24.06.2021

Geltungsbeginn der MDR – und jetzt?

Zu Beginn der Corona-Pandemie im vergangenen Jahr wurde der Geltungsbeginn der neuen EU-Verordnung über Medizinprodukte (MDR) um ein Jahr verschoben, um Versorgungsengpässe bei wichtigen Medizinprodukten während der Pandemie zu verhindern. Denn die MDR verlangt auch für alle Bestandsprodukte eine neue Konformitätsbewertung auf Basis der MDR. Da aber auch drei Jahre nach Verabschiedung der MDR nicht genügend Benannte Stellen für die MDR notifiziert waren, wären einige Produkte vielleicht nicht mehr am Markt verfügbar gewesen. Durch den verschobenen Geltungsbeginn wurde das verhindert

Seit dem 26. Mai 2021 ist die MDR nun gültig.
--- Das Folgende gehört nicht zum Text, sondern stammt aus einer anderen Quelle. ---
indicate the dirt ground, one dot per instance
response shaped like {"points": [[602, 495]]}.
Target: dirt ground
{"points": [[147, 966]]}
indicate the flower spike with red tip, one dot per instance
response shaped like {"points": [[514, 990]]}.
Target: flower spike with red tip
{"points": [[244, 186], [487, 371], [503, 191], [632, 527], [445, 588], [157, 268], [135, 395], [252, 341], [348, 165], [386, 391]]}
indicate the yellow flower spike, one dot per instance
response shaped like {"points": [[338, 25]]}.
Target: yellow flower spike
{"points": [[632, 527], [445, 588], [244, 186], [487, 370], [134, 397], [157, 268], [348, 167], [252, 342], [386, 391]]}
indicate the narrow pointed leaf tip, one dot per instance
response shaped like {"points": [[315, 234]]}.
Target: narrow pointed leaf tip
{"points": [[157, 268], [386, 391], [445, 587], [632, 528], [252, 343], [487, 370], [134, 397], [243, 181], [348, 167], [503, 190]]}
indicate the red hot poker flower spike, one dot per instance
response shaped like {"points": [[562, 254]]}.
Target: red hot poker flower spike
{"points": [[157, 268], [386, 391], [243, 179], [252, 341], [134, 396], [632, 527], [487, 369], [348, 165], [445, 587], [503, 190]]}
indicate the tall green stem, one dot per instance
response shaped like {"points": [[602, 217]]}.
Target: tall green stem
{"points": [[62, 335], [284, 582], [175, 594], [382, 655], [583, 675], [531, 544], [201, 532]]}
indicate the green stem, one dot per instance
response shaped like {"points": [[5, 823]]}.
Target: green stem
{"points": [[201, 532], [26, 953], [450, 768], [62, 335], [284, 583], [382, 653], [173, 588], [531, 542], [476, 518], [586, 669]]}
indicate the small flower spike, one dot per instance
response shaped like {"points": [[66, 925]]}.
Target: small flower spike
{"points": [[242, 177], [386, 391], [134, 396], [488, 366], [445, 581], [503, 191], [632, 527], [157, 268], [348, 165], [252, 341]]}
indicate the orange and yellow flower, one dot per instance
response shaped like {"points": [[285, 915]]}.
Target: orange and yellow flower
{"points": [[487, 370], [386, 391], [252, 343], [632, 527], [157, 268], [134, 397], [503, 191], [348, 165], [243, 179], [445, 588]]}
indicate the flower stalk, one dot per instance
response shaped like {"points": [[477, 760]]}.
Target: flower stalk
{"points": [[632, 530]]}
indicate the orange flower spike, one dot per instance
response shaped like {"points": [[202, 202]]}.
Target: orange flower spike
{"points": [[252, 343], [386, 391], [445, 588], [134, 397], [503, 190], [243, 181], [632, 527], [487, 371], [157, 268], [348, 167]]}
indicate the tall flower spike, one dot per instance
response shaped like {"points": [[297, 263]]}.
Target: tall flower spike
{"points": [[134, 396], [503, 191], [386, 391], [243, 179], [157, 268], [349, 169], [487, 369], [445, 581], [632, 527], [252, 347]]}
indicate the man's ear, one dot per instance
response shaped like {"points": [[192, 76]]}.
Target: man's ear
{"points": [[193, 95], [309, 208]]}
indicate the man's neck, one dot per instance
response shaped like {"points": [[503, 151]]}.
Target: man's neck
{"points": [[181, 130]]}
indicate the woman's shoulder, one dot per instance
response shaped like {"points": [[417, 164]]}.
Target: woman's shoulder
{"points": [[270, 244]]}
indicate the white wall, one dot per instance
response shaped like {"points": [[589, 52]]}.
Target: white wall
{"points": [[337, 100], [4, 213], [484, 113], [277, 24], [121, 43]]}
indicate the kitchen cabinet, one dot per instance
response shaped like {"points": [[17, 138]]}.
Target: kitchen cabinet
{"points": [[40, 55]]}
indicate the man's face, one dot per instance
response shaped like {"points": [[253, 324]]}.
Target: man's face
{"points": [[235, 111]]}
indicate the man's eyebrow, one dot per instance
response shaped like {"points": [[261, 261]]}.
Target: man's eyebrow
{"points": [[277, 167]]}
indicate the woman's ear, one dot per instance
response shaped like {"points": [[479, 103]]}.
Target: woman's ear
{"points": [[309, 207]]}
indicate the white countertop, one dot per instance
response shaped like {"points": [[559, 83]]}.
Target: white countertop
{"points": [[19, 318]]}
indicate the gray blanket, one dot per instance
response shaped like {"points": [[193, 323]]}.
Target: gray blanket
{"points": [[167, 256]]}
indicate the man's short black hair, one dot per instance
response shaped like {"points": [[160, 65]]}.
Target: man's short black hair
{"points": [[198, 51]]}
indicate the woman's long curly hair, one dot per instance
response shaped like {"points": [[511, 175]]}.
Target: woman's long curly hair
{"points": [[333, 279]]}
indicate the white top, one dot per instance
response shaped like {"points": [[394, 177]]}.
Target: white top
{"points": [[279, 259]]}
Allerdings sind fast alle offenen Probleme, die vor einem Jahr beklagt wurden, weiterhin vorhanden. Zu wenige Benannte Stellen, fehlende Rechtsakte zur Umsetzung und fehlende Leitfäden zu bestimmten Anforderungen. Drohen also jetzt Versorgungsengpässe bei Medizinprodukten?

Die Antwort ist Nein. Aber es droht eine Belastung der Wettbewerbsfähigkeit der europäischen Medizinproduktebranche. Für Bestandsprodukte gelten in den nächsten zwei Jahren noch Übergangsregelungen, wenn für diese Produkte gültige Zertifikate nach der bisher gültigen Medizinprodukte-Richtlinie (MDD) vorliegen. Aber für alle wesentlichen Weiterentwicklungen von Bestandsprodukten und für alle neu entwickelten Produkte ist eine CE-Kennzeichnung nach der MDR notwendig. Da es weiter zu wenig Benannte Stellen gibt, die diese Konformitätsbewertung durchführen dürfen, stockt dieser Prozess. Innovative Produkte können also in der EU nur schwer auf den Markt gebracht werden. Hinzu kommt: Wenn in den nächsten beiden Jahren die Gültigkeit sämtlicher MDD-Zertifikate abläuft, wird der Andrang bei den Benannten Stellen noch zunehmen. Der ZVEI setzt sich deshalb für pragmatische Lösungen in diesen Punkten ein. Eine flexible Betrachtung von Bestandsprodukten und Medizinprodukten für Nischenanwendungen würde in den kommenden zwei Jahren für alle Beteiligten eine Entlastung bringen, ohne die Qualität und Sicherheit der medizinischen Versorgung zu beeinträchtigen.

Der Geltungsbeginn der MDR hat bis jetzt keine schwerwiegenden Folgen für die Gesundheitsversorgung in Deutschland gehabt. Die Hersteller haben sich so gut wie es möglich war, auf den Termin vorbereitet. Aber in den nächsten beiden Jahren müssen Behörden, Anwender und Hersteller von Medizinprodukten gemeinsam dafür sorgen, dass der Rahmen der MDR voll funktionsfähig wird. Nur dann wird die MDR den Beitrag zu mehr Qualität und Sicherheit in der medizinischen Versorgung leisten können, der mit der neuen Verordnung angestrebt wurde.